I don't feel like I'm freaking out, but my TMJ is still killing me. I ran out of Prilosec late last week and thought I'd see how I did without it. The Aleve I was taking for the TMJ, combined with the stress and lack of acid-reducer, chewed a hole in my stomach on Friday and everything has been off since.

Tomorrow I get my permanent filling for the root canal, and Tuesday I see the TMJ doctor. Sometime soon I need to talk to my GYN and decide what to do about the lump, and figure out when to do it.

I had a feeling, some years ago, very similar to the experience I had before my uterine prolapse (I'll never use all these up when stocking up on menstrual supplies -- I was right, I didn't.) One day when I was annoyed about something breast-related (most likely the difficulty in finding a decent comfortable bra), the thought was just there: It will be so much easier when I don't have to deal with these anymore. Not "this," as in shopping for a bra, but "these", as in the breasts themselves.
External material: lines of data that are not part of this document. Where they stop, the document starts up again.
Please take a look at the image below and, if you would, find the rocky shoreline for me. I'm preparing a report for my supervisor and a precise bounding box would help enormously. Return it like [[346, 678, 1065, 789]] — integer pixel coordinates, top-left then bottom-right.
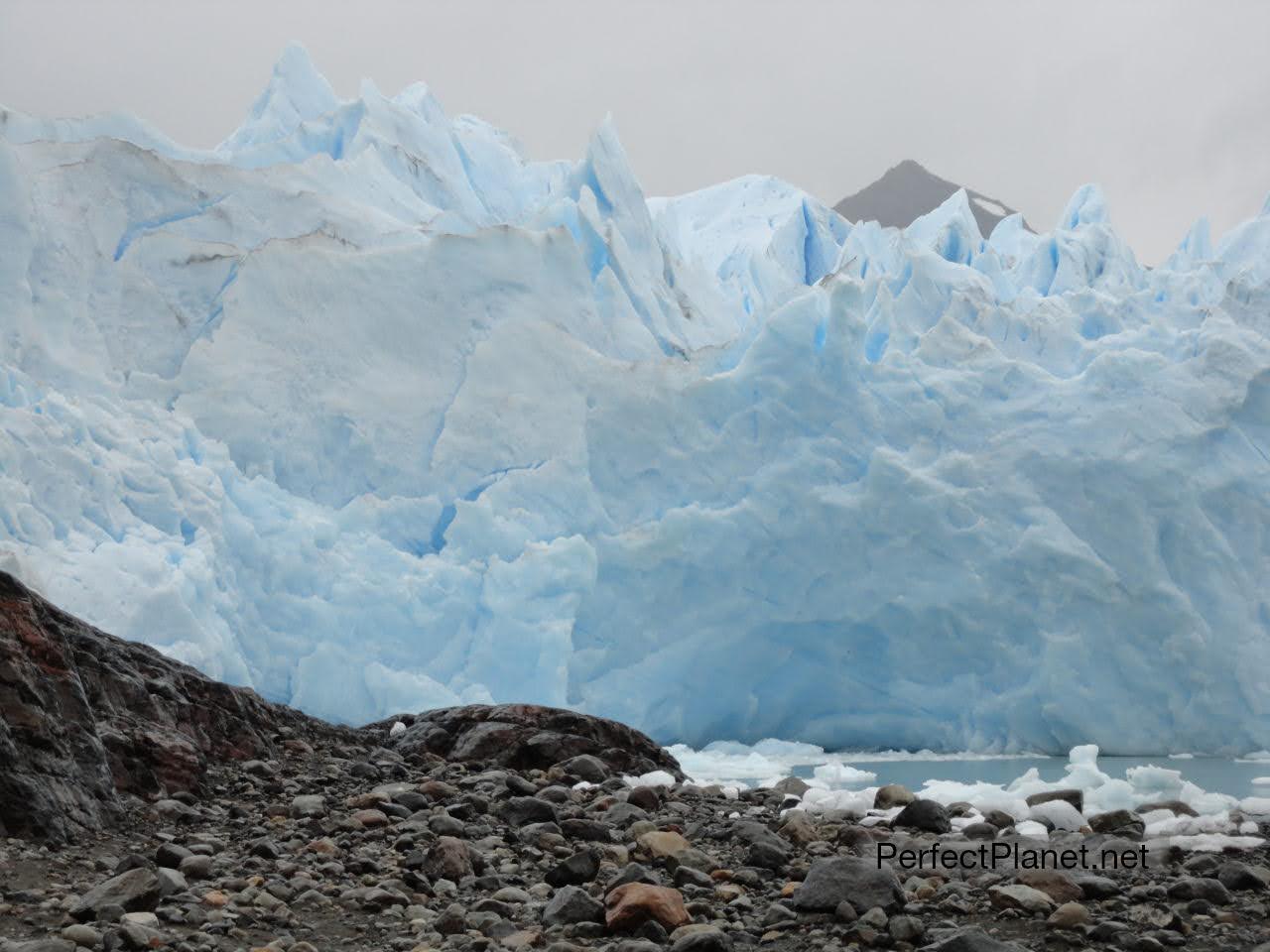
[[0, 576, 1270, 952]]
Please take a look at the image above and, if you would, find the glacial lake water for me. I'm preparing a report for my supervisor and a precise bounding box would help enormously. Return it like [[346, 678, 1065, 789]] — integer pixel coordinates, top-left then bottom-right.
[[794, 754, 1270, 798]]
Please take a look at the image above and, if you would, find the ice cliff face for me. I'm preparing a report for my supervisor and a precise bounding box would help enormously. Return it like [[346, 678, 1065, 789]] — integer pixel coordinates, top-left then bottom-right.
[[0, 50, 1270, 753]]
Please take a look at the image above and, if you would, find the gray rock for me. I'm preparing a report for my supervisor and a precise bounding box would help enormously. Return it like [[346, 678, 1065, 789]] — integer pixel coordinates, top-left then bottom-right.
[[1088, 810, 1147, 839], [291, 793, 326, 820], [794, 857, 904, 912], [560, 754, 612, 783], [1216, 860, 1270, 892], [1028, 789, 1084, 813], [1169, 876, 1230, 906], [543, 849, 599, 886], [155, 866, 190, 898], [543, 886, 604, 925], [671, 929, 731, 952], [772, 776, 812, 797], [155, 843, 193, 870], [925, 926, 1028, 952], [179, 854, 212, 880], [63, 924, 101, 948], [988, 883, 1057, 915], [423, 837, 475, 883], [1068, 870, 1121, 898], [874, 783, 916, 810], [502, 797, 558, 826], [890, 799, 952, 833], [68, 870, 162, 923]]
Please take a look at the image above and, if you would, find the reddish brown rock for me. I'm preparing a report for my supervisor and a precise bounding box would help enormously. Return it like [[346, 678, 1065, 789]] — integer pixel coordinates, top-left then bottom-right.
[[0, 572, 352, 842], [371, 704, 684, 779], [604, 883, 693, 932]]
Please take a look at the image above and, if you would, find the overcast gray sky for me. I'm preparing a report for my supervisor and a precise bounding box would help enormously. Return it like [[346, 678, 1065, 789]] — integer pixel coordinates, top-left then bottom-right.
[[0, 0, 1270, 262]]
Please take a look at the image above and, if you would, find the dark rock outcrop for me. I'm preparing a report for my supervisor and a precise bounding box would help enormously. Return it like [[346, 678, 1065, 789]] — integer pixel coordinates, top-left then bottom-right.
[[0, 572, 684, 843], [0, 572, 355, 842], [833, 159, 1030, 237], [371, 704, 684, 779]]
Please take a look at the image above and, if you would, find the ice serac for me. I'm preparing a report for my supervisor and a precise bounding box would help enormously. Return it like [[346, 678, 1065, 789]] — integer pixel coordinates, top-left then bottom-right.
[[0, 50, 1270, 753]]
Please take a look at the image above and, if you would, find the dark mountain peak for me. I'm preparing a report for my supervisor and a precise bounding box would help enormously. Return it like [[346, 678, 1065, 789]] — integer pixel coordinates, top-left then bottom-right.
[[833, 159, 1026, 236]]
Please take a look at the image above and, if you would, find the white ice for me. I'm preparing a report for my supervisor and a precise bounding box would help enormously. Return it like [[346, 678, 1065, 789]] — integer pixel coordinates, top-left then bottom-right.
[[0, 49, 1270, 756]]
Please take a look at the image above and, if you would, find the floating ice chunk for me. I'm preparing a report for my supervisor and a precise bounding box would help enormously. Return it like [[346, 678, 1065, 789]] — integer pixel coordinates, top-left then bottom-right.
[[812, 763, 877, 787], [1028, 799, 1084, 830], [1015, 820, 1049, 839], [622, 771, 675, 788], [1239, 797, 1270, 816]]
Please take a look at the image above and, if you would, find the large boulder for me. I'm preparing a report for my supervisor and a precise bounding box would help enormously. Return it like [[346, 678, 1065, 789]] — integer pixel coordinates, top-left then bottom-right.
[[371, 704, 684, 780], [794, 857, 904, 912], [67, 867, 163, 921]]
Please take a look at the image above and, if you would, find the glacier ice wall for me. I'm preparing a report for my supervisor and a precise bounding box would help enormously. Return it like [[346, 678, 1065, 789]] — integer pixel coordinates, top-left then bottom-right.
[[0, 49, 1270, 753]]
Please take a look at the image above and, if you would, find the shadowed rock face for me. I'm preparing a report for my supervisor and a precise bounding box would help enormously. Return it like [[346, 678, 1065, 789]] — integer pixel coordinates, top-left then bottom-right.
[[0, 572, 682, 843], [833, 159, 1031, 237], [373, 704, 684, 779], [0, 572, 352, 842]]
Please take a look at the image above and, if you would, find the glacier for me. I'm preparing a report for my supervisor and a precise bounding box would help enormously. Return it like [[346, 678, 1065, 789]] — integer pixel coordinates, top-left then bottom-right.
[[0, 47, 1270, 754]]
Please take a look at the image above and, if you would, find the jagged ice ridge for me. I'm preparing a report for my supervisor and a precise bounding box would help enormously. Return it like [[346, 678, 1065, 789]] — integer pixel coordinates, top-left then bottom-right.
[[0, 49, 1270, 753]]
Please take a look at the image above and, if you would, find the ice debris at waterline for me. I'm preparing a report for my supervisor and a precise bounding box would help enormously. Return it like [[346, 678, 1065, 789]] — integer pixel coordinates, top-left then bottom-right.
[[655, 740, 1270, 852], [0, 50, 1270, 753]]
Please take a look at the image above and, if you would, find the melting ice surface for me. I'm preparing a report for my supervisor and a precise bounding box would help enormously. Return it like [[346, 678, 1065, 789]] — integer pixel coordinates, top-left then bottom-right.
[[0, 50, 1270, 753], [650, 740, 1270, 852]]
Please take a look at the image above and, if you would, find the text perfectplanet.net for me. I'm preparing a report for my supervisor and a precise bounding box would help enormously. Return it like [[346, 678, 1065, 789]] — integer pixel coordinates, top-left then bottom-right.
[[877, 843, 1147, 870]]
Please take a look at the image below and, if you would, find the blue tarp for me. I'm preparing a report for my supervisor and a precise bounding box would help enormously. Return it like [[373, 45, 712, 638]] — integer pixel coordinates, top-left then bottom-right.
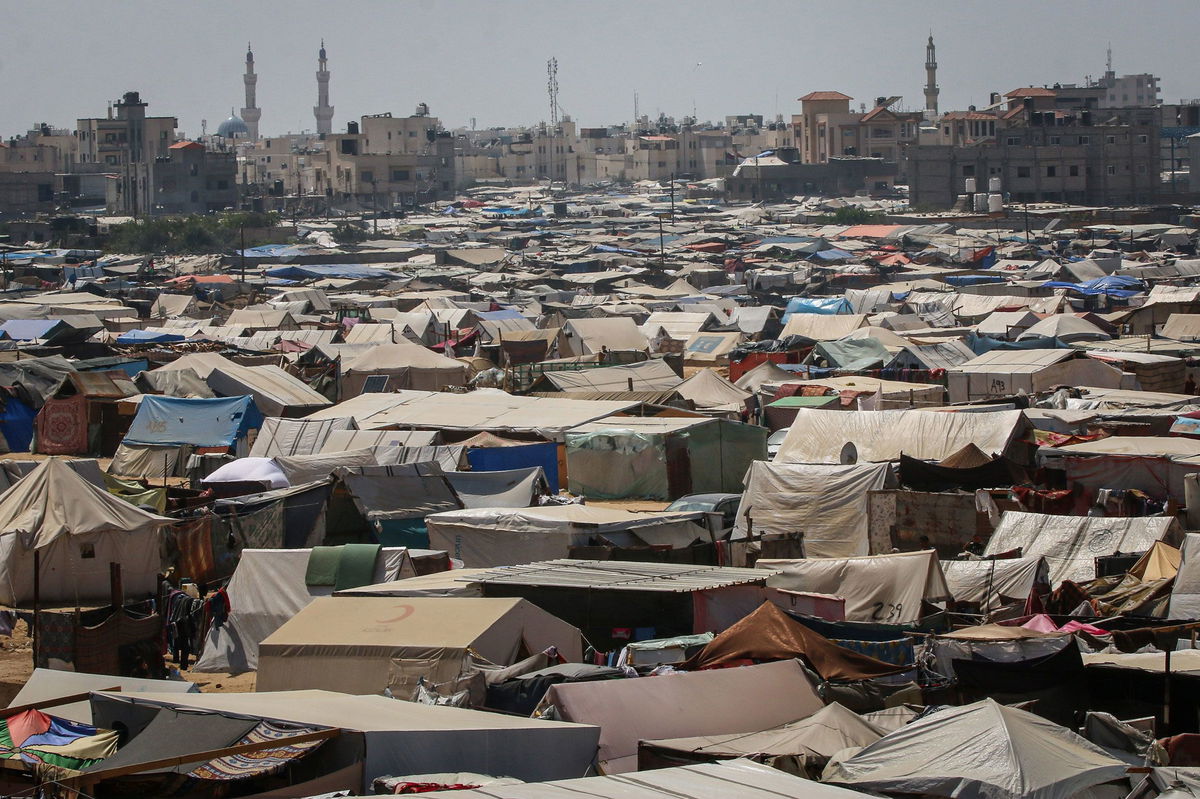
[[784, 296, 853, 324], [265, 264, 398, 281], [467, 441, 558, 492], [0, 319, 62, 341], [125, 394, 263, 446], [116, 330, 187, 344]]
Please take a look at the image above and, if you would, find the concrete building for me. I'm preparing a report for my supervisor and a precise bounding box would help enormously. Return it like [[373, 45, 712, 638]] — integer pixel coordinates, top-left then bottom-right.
[[151, 142, 238, 214], [76, 91, 179, 216]]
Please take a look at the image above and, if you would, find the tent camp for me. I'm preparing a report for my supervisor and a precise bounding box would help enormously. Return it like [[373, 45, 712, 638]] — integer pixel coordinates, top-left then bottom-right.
[[637, 702, 886, 780], [91, 691, 600, 795], [342, 342, 470, 397], [540, 660, 823, 774], [984, 511, 1183, 588], [193, 548, 416, 673], [733, 461, 895, 558], [946, 347, 1121, 402], [566, 416, 767, 500], [0, 458, 174, 606], [755, 549, 950, 624], [425, 505, 710, 569], [256, 596, 583, 699], [824, 699, 1126, 799], [775, 410, 1027, 463]]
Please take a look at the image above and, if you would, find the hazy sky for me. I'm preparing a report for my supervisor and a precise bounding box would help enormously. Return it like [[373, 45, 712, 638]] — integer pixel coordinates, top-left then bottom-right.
[[0, 0, 1200, 137]]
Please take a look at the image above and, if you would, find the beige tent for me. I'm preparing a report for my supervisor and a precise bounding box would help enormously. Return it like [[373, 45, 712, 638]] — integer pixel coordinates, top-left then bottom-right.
[[342, 342, 469, 397], [257, 596, 583, 699], [0, 458, 173, 605]]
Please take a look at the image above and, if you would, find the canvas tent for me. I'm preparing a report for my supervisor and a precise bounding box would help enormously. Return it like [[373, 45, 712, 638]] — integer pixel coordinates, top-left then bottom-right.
[[755, 549, 950, 624], [342, 342, 470, 397], [824, 699, 1126, 799], [92, 691, 600, 793], [984, 511, 1182, 588], [541, 660, 823, 774], [193, 548, 416, 673], [775, 409, 1027, 463], [425, 505, 710, 569], [732, 461, 895, 558], [256, 596, 583, 699], [0, 458, 174, 606]]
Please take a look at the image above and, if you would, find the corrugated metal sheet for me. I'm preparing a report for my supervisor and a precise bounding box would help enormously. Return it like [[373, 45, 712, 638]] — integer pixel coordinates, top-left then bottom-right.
[[464, 559, 778, 593]]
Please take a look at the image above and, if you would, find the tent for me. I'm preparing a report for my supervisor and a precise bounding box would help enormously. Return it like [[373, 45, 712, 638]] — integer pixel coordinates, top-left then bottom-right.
[[775, 410, 1027, 463], [540, 652, 823, 772], [0, 458, 174, 606], [984, 511, 1182, 588], [91, 691, 600, 795], [192, 548, 416, 673], [256, 596, 583, 699], [637, 702, 886, 780], [566, 416, 768, 500], [250, 416, 358, 458], [732, 461, 895, 558], [425, 505, 710, 567], [342, 342, 470, 397], [824, 699, 1126, 799], [684, 602, 911, 683], [408, 759, 868, 799], [755, 549, 950, 624]]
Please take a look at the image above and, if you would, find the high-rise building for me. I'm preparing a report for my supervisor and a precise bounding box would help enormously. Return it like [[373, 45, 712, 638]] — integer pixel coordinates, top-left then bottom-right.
[[312, 40, 334, 136], [241, 42, 263, 142]]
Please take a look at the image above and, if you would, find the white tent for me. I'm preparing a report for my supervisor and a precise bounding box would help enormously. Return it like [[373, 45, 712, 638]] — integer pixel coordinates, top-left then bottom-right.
[[984, 511, 1182, 588], [192, 548, 416, 673], [733, 461, 895, 558], [755, 549, 950, 624], [0, 458, 174, 605], [824, 699, 1126, 799]]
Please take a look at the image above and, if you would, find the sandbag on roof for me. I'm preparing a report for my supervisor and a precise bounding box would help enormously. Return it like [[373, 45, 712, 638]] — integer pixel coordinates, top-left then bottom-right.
[[683, 602, 911, 681], [775, 409, 1027, 463], [824, 699, 1126, 799], [755, 549, 950, 624], [984, 511, 1183, 587], [733, 461, 894, 558]]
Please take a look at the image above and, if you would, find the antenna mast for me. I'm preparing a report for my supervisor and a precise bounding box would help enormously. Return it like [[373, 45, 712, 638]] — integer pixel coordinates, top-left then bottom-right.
[[546, 58, 558, 127]]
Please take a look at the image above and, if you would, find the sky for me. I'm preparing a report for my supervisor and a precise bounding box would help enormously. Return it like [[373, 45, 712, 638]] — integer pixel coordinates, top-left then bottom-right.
[[0, 0, 1200, 138]]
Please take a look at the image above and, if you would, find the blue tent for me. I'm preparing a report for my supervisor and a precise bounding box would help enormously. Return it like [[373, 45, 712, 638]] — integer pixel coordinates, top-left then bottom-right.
[[125, 395, 263, 446]]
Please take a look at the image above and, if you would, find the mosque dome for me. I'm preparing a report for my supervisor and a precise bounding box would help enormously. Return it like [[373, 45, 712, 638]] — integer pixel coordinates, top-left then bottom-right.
[[217, 115, 250, 139]]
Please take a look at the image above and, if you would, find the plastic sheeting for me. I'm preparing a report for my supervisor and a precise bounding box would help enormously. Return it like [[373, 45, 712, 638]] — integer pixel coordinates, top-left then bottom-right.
[[732, 461, 894, 556], [125, 395, 263, 446], [192, 548, 416, 673], [755, 549, 950, 624], [824, 699, 1126, 799], [984, 511, 1182, 587], [775, 409, 1027, 463]]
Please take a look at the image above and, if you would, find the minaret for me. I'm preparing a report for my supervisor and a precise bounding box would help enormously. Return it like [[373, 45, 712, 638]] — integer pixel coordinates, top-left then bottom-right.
[[312, 40, 334, 136], [925, 32, 937, 119], [241, 42, 263, 142]]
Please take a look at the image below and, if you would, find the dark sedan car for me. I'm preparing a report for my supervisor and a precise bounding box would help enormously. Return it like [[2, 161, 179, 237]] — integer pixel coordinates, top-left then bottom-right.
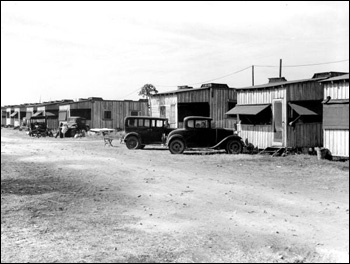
[[122, 116, 173, 149], [167, 116, 244, 154]]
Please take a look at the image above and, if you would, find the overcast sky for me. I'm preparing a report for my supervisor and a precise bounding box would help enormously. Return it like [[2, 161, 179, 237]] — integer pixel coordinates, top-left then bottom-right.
[[1, 1, 349, 106]]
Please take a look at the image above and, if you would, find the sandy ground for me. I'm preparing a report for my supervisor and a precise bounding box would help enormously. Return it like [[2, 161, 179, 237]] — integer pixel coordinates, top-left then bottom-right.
[[1, 128, 349, 263]]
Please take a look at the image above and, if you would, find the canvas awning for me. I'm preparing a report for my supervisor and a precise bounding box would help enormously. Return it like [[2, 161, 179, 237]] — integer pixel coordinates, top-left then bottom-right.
[[10, 111, 18, 117], [32, 111, 43, 117], [58, 111, 67, 121], [226, 104, 270, 115], [26, 112, 33, 119], [289, 103, 318, 115], [45, 111, 56, 117]]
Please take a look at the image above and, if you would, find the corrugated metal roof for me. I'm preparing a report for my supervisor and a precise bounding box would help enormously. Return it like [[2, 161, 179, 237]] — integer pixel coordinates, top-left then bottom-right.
[[320, 73, 349, 82], [288, 103, 318, 115], [226, 104, 270, 115], [236, 77, 325, 90]]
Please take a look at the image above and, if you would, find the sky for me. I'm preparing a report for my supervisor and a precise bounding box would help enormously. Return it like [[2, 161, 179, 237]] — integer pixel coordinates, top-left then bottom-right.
[[1, 1, 349, 106]]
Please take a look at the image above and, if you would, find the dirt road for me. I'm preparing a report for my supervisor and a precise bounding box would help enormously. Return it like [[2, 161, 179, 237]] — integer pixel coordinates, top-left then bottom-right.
[[1, 128, 349, 263]]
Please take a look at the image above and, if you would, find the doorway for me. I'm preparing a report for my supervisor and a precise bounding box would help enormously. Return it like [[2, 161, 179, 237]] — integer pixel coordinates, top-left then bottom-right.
[[272, 99, 284, 146]]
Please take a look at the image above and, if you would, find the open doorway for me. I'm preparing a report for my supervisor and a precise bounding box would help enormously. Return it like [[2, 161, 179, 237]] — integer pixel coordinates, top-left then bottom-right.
[[178, 103, 210, 128]]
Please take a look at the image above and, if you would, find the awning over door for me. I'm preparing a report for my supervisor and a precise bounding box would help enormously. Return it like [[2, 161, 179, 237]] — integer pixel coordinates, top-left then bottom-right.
[[10, 111, 18, 117], [26, 112, 33, 119], [226, 104, 270, 115], [32, 111, 43, 117], [58, 111, 67, 121], [45, 111, 56, 117], [289, 103, 318, 115]]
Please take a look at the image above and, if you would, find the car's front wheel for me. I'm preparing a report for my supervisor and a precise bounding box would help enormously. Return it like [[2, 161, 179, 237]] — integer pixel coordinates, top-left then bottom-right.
[[125, 136, 140, 149], [169, 139, 185, 154], [226, 139, 243, 154]]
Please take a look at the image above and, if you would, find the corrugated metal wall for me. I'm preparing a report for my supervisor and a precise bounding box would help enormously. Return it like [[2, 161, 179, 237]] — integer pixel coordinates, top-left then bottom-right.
[[323, 82, 349, 99], [237, 88, 287, 105], [287, 81, 324, 101], [323, 129, 349, 157], [238, 125, 273, 149], [287, 123, 323, 148]]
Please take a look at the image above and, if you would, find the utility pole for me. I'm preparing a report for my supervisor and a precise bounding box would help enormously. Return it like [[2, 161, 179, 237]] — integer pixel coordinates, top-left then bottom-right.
[[280, 59, 282, 78]]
At the time I shook it off, and even now I don't put any stock in it at all. But at the same time it wouldn't surprise me if I did lose them.

When I talked to my sister, we had some very good laughs (because if you don't laugh, you'll cry) -- she thought my "warranty expired on my 39th birthday" line was a great one, and we both laughed at my vanity when I told her I was really enjoying my long hair now, and if I have to have chemo and my hair falls out, I will be really ticked off. You see? Already, I'm steeling myself for that particular journey. I don't know whether that's pathetic or what.

Hope for the best, prepare for the worst -- avoid surprises.

We haven't said a word to the kids about this. I'm hoping there won't be anything to tell in the long run. And if there is, if I do have another cancer and need more treatment, then these last days of carefree bliss are a gift I wish I could give to myself.